Some twelve hours later, Ulithi lagoon was waking up to the business of another workday in fits and starts. Here and there packet boats and patrol craft plied the powder blue water between mammoth warships and freighters hulking in the morning mist. Galleys on the ships had been up and running for several hours now, going through the major production of preparing breakfasts for hundreds (or in the case of the big warships, thousands) of men, but elsewhere, most of those sailors lucky enough not to be on watch still slumbered peacefully.

At Ulithi Berth 131, the
Mississinewa
was quietly riding at anchor, bathed on one side in pale orange light from the eastern horizon. Most of her complement of 278 sailors and twenty officers were still asleep, perhaps a few of them dreaming about sweeping Jeanne Bates off her feet, probably more than a few of them dreaming about home, and certainly all of them blissfully unaware that at this very moment, they were being stalked.

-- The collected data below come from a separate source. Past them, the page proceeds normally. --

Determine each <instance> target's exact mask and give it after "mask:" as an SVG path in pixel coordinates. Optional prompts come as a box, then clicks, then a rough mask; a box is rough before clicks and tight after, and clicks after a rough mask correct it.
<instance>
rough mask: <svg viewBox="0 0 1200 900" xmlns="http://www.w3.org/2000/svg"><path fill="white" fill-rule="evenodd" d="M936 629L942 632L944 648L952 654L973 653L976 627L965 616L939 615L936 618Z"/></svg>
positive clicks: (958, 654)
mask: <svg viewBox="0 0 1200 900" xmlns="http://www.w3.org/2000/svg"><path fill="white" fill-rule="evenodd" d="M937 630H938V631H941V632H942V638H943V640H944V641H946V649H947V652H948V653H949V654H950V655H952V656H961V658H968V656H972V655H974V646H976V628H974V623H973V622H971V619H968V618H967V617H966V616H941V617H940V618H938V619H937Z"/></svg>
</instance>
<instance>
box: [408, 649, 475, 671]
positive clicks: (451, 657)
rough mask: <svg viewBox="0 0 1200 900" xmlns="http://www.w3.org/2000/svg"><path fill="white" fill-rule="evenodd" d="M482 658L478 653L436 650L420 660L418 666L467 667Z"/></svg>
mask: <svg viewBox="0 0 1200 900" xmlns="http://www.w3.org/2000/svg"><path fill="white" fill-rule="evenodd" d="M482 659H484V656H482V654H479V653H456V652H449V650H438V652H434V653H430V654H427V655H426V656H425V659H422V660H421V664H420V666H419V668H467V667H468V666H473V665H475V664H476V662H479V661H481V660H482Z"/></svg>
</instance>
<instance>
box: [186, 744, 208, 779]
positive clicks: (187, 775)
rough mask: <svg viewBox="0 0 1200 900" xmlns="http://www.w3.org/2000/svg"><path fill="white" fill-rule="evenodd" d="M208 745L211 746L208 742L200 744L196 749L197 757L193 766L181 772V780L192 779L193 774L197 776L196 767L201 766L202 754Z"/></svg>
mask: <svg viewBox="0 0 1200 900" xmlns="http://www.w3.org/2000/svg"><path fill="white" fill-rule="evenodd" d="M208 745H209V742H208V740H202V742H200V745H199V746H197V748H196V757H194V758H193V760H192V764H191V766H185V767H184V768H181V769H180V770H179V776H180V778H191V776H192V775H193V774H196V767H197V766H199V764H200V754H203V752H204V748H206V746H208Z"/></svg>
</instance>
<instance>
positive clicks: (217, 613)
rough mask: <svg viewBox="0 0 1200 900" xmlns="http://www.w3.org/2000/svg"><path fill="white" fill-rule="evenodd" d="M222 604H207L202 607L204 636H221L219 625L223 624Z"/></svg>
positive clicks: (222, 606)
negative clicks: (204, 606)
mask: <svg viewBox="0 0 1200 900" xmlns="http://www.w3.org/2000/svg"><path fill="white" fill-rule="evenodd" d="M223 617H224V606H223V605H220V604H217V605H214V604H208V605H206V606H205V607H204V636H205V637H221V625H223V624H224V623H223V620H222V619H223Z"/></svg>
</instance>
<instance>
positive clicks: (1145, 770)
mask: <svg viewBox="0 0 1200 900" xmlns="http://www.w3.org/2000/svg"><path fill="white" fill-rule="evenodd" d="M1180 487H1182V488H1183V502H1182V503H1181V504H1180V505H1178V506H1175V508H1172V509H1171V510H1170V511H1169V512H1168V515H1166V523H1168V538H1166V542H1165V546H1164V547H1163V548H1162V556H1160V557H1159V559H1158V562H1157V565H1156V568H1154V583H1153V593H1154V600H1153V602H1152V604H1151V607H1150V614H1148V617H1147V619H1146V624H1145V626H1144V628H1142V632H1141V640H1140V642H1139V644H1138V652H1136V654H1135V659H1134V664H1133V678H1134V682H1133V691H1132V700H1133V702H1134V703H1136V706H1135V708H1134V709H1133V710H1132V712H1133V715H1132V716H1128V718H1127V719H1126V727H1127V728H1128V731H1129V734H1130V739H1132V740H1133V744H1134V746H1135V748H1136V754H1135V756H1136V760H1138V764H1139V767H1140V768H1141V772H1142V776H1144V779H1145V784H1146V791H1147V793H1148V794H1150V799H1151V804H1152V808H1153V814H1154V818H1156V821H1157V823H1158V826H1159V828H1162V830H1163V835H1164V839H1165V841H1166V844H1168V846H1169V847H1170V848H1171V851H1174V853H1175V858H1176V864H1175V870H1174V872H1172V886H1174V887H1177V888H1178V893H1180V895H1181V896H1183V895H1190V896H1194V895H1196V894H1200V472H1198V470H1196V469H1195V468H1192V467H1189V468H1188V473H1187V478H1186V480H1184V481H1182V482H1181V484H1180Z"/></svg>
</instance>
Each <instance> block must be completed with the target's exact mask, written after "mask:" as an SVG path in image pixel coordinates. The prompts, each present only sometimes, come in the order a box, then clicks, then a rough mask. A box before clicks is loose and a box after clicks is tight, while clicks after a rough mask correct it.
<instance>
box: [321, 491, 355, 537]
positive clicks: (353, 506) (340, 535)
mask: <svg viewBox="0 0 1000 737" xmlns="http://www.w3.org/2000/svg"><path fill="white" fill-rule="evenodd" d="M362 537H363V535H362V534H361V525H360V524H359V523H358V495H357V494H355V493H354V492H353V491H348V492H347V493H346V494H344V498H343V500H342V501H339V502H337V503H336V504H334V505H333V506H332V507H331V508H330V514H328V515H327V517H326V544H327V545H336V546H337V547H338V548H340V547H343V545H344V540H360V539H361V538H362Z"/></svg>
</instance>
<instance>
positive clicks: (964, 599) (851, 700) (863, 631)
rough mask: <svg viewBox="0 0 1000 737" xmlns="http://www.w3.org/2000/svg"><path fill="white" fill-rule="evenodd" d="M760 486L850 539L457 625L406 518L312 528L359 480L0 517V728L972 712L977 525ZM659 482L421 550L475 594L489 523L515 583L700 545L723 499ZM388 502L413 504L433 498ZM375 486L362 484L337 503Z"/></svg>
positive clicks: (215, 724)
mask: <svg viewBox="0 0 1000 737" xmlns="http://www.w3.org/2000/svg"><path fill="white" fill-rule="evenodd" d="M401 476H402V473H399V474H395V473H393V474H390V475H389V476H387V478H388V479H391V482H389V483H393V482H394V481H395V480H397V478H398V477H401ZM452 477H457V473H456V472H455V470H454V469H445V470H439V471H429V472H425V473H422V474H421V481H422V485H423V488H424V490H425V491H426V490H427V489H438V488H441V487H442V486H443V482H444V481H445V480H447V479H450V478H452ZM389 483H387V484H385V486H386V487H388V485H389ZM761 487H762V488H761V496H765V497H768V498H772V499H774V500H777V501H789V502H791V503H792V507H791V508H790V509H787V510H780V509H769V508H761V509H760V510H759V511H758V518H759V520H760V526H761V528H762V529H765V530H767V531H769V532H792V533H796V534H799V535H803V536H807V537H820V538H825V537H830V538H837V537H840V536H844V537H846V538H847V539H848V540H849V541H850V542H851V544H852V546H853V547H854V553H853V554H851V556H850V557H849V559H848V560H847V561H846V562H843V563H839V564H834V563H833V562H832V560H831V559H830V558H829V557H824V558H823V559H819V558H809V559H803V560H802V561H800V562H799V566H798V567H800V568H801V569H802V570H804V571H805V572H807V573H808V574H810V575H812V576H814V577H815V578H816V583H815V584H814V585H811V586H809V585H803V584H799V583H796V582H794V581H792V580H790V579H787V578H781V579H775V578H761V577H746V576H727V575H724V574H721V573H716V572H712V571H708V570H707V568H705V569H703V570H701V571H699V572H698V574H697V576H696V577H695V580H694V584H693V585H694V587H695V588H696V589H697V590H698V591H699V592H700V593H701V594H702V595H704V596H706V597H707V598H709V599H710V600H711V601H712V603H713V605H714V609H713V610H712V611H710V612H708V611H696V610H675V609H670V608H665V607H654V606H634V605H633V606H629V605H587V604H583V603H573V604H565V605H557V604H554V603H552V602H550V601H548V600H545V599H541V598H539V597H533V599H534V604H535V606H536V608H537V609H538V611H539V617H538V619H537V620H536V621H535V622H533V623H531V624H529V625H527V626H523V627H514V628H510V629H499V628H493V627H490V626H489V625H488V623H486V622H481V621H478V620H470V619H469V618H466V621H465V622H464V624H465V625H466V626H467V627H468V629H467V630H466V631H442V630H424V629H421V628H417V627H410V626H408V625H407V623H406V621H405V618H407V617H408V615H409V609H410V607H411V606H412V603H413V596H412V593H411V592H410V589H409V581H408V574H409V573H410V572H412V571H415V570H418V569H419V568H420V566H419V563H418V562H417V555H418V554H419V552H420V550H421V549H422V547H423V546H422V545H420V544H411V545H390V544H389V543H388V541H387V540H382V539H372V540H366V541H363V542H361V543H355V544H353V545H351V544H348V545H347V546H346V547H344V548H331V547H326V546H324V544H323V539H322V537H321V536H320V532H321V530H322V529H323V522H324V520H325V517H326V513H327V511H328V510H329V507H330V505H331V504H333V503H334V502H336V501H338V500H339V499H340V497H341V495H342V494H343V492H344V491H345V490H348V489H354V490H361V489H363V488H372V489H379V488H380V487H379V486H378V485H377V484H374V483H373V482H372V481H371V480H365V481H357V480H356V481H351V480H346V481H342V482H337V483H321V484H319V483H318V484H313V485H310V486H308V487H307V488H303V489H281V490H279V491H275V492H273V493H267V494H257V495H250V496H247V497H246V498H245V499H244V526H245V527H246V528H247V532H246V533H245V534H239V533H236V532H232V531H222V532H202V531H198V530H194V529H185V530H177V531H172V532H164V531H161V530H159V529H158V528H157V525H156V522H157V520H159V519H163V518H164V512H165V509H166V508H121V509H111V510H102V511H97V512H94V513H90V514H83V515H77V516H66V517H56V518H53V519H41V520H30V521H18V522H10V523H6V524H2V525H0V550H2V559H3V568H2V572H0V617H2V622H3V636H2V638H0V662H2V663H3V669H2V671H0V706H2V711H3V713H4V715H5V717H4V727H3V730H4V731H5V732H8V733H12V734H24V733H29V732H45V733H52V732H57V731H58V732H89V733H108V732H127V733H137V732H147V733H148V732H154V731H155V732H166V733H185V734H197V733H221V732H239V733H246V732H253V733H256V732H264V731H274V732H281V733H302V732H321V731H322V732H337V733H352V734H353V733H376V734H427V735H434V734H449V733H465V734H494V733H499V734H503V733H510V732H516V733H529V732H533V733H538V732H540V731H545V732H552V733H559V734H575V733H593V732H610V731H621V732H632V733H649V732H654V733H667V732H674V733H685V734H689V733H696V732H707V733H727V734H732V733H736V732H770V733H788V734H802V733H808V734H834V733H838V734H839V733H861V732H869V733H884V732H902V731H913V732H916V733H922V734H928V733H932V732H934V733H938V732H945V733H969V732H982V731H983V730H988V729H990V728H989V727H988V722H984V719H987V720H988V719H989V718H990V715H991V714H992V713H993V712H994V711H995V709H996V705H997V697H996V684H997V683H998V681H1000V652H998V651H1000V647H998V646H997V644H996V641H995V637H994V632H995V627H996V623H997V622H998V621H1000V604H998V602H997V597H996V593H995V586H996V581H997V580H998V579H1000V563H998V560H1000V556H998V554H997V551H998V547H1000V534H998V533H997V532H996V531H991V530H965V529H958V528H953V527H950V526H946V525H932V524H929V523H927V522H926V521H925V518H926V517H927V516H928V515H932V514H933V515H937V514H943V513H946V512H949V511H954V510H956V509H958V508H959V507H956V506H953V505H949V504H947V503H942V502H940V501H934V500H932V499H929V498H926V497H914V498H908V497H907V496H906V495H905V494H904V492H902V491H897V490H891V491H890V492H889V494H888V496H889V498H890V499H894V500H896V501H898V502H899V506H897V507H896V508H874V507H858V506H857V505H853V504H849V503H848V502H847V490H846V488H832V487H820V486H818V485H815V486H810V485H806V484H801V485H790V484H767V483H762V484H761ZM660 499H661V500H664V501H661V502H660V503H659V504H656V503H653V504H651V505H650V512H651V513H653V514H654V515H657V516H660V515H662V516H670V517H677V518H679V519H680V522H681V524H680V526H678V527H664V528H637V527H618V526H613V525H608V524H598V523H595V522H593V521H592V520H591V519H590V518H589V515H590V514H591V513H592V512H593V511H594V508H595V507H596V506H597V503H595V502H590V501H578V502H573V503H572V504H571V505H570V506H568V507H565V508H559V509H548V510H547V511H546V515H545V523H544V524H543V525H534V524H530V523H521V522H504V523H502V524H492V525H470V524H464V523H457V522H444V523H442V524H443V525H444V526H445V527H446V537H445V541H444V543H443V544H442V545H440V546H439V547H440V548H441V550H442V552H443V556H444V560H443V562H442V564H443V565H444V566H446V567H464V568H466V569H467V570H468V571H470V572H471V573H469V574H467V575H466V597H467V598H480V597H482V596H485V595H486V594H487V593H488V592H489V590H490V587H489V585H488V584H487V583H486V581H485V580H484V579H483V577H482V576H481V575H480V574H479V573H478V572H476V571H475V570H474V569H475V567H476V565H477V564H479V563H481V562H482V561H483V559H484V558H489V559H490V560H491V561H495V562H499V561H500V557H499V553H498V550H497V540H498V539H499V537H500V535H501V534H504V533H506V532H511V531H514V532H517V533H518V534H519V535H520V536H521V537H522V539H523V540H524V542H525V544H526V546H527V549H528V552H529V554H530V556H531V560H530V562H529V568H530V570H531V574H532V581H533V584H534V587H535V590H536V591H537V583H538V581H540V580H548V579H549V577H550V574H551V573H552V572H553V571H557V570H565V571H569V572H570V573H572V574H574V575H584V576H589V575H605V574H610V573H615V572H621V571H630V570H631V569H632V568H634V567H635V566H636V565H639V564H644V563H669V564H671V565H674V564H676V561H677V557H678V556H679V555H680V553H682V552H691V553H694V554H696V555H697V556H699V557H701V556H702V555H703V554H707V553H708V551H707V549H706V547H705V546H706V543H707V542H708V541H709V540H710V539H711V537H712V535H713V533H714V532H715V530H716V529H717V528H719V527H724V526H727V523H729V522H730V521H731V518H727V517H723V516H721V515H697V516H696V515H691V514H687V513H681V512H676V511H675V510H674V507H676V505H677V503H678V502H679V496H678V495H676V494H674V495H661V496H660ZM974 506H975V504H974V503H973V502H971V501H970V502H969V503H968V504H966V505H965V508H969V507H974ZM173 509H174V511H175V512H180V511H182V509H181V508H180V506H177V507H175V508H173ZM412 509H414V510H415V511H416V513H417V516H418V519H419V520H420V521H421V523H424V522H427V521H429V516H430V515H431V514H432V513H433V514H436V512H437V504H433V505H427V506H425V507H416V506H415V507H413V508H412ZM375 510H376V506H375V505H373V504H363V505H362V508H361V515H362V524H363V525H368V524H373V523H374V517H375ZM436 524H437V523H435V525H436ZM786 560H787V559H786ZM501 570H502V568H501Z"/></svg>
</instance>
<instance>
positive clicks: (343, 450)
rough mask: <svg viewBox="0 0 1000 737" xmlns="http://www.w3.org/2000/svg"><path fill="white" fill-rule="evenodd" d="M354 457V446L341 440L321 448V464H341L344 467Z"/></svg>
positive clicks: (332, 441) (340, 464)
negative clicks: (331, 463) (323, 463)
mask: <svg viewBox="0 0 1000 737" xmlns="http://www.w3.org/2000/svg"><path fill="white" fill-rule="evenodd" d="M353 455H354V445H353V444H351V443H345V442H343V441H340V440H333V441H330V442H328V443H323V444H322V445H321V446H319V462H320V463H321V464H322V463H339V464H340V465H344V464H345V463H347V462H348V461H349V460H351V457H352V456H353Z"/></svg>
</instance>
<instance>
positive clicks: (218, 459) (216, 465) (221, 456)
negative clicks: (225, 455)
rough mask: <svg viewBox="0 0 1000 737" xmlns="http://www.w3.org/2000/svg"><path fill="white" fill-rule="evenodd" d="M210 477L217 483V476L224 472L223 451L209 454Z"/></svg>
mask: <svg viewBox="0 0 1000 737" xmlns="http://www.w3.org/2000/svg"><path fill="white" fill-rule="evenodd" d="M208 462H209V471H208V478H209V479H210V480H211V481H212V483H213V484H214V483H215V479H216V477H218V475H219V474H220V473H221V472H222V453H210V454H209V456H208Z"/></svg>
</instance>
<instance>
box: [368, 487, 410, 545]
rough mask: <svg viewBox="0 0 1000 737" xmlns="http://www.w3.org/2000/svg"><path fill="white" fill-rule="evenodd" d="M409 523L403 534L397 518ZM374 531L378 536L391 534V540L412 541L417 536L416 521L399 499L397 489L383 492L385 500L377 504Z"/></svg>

The ship still carried hundreds of thousands of gallons of aviation fuel in her forward tanks, and this is where one of
I-47
’s Kaitens hit at 0545
[301]
, instantly killing fifteen crewmen asleep on the cargo deck over the tanks, killing dozens more amidships and ripping a 25-meter long hole in the ship’s hull. A split-second later, the fumes in the
Mississinewa
’s empty centerline tank ignited in an even larger explosion, cracking the ship’s keel and blowing yet another gaping hole in the hull. A series of secondary explosions now rocked the vessel as flaming fuel oil raced across her decks, cooking off the ammo for her anti-aircraft batteries in the searing heat. 

Amidships, the carnage was indescribable. As the anchorage was jolted into frenzied activity, the sirens of ships going to General Quarters yelped and whooped across the waters of the lagoon, drowning out the screams of men being burned alive aboard the
Mississinewa
or in the flaming oil slicks now ringing the ship. Above the conflagration, a column of impenetrable black smoke rose kilometers high straight up into the blue sky like some Old Testament fire and brimstone display. 

While the inferno raged, it was increasingly obvious that the
Mississinewa
could not be saved. Captain Beck, naked after stripping off his burning pajamas, gave the order to abandon ship, and everyone who still could either jumped or was thrown overboard. As destroyers charged about searching for mystery intruders and depth charging the entrance of the lagoon, other boats raced in from around the anchorage to rescue the
Mississinewa
’s survivors. At one point, even an old Kingfisher seaplane got into the action, throwing towlines to men in the water and using its prop blast to clear the area of burning oil slicks.
[302]
Miraculously, 218 of the ship’s crew and seventeen of her officers were rescued. Sixty sailors and three officers were not so fortunate.